I know its what is in the cup that counts BUT ....

So I can make sure that I only have one variable at a time to work on, do you include your preinfusion time in the shot time? Or is the preinfusion time separate from the total shot time?

I have a preinfusion time of 5 seconds and shots have generally been about 28 - 33 seconds.

I'm dosing 19g into the standard double basket, 40g out and I tamp lighter than I used to (I would imagine its about 20lbs). I want to use the grind as my only variable, therefore if I can decide on whether preinfusion is included in the 25-30 sec shot time it would be of great help.


----------



## Xpenno (Nov 12, 2012)

ridland said:


> I know its what is in the cup that counts BUT ....
> 
> So I can make sure that I only have one variable at a time to work on, do you include your preinfusion time in the shot time? Or is the preinfusion time separate from the total shot time?
> 
> ...


Included in the shot time.


----------



## Dallah (Jan 31, 2015)

Thanks Spence


----------



## garydyke1 (Mar 9, 2011)

+1

Preinfusion is still brewing , i.e. hot water in contact with the coffee - extraction has begun


----------



## Dallah (Jan 31, 2015)

Can't remember where I saw or read it but someone said the opposite. I think it was in conjunction with using a L1.

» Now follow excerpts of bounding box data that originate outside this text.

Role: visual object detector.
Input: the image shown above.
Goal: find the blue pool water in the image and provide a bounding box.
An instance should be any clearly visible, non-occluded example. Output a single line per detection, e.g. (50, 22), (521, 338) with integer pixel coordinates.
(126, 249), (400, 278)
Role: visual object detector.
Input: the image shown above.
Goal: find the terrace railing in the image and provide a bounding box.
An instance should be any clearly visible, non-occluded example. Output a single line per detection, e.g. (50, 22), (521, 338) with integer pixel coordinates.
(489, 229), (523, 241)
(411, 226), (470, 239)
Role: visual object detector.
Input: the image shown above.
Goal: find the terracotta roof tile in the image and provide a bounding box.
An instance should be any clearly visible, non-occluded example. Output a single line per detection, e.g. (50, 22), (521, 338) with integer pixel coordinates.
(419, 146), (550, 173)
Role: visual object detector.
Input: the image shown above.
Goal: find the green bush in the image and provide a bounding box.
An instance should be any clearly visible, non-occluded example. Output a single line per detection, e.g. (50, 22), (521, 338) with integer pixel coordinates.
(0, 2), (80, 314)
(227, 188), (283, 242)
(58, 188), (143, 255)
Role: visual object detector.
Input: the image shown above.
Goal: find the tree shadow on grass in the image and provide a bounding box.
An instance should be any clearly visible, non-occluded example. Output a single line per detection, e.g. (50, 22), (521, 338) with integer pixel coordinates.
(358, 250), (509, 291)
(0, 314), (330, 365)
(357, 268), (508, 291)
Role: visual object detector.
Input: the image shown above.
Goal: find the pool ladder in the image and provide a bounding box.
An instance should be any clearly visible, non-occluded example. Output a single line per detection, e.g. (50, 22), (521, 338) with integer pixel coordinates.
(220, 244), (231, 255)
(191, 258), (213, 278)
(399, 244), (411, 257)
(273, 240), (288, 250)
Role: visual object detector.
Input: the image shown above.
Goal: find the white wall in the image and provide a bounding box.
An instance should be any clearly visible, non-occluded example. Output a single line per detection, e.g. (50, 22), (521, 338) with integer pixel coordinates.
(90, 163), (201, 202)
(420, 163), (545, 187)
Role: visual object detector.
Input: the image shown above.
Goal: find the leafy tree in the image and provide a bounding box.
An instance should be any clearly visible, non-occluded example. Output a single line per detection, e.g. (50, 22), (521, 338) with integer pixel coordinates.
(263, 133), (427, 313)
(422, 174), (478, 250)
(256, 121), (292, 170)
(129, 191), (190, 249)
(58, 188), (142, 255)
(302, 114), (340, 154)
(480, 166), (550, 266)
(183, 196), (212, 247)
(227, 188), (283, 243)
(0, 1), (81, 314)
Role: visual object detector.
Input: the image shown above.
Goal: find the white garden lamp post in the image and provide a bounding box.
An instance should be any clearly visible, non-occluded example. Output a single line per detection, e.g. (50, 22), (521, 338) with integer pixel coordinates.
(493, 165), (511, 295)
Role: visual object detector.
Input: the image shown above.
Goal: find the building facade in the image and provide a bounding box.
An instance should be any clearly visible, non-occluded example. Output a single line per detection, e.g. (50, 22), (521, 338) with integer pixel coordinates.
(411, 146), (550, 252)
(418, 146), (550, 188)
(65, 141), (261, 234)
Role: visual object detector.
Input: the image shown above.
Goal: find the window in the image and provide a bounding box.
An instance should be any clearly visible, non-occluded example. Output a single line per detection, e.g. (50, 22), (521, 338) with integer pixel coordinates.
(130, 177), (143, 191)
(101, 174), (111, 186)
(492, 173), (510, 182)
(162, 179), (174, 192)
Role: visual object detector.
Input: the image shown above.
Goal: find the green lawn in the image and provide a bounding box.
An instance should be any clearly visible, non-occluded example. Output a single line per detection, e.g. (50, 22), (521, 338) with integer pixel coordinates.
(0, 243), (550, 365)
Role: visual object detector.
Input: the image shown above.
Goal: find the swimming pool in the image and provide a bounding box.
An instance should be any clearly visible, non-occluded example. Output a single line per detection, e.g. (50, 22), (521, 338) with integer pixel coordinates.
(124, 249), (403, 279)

As both Spence and Gary have spoken, that is what I will go with.

Thanks for your help guys, always appreciated.


----------



## The Systemic Kid (Nov 23, 2012)

Just to add to the confusion - have heard, for LIs, you halve the preinfusing time and add to the time from when lever is released.


----------



## Sami (Apr 18, 2013)

According to Reiss (just checked this over on the Londonium forum) preinfusion is NOT included in the total shot time for an LI; presumably to do with the way temperature and pressure drop as the shot progresses.


----------



## Mrboots2u (May 10, 2013)

It doesn't matter as long as YOU count it the same way each time


----------